Hanson doesn’t understand part of Byzantine history: These sorts of Byzantine blue vs. green tribal loyalties become creepy when our president is encouraging well known Americans to state them so overtly. Whatever else one wants to say about this, it misrepresents what Byzantine circus factions were by implying that they had something to do with […]

Hanson doesn’t understand part of Byzantine history:

These sorts of Byzantine blue vs. green tribal loyalties become creepy when our president is encouraging well known Americans to state them so overtly.

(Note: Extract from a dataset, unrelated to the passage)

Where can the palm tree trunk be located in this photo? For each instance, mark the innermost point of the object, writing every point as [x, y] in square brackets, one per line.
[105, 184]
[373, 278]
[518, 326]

Whatever else one wants to say about this, it misrepresents what Byzantine circus factions were by implying that they had something to do with ethnicity or some other group identity other than membership in the faction. Circus factions were “tribal” only in the broadest meaning of the word in that they were racing fans that identified with one another in the way that fans of the same professional team identify with one another today. Alan Cameron’s authoritative study, Circus Factions, countered the older view that the factions represented, among other things, competing religious confessions. Cameron described the older view and rejected it:

So firmly entrenched has this view become in all the standard histories and handbooks, seldom qualified with any word of caution or hint of doubt, that it comes as a surprise to discover that there is not one scrap of ancient evidence in its favour. If it could be shown to be even a plausible inference, that might be something. But it cannot. On the contrary, on the basis of such evidence as there is, I would suggest:

(a) that in general the Greens were every bit as orthodox as the Blues;

(b) that in general religious motives played no part in factional rivalry;

(c) that the factions did not, as factions, take any part in religious disputes. (p.126-127)

Neither was belonging to a particular faction a marker of different social status. As Cameron says elsewhere:

The truth is (of course) that Blues hated Greens, not because they were lower-class or heretics–but simply because they were Greens. (p.103)

Cameron also argued against attributing too much political significance to the emperor’s choice of faction:

The colour itself did not matter. What did was that the emperor should favour a colour, any colour, to demonstrate himself the civilis princeps, the ruler who did not disdain the pleasures of his people. (p.104)

I think it’s safe to say that none of this has anything to do with Lovie Smith’s support for Obama’s re-election.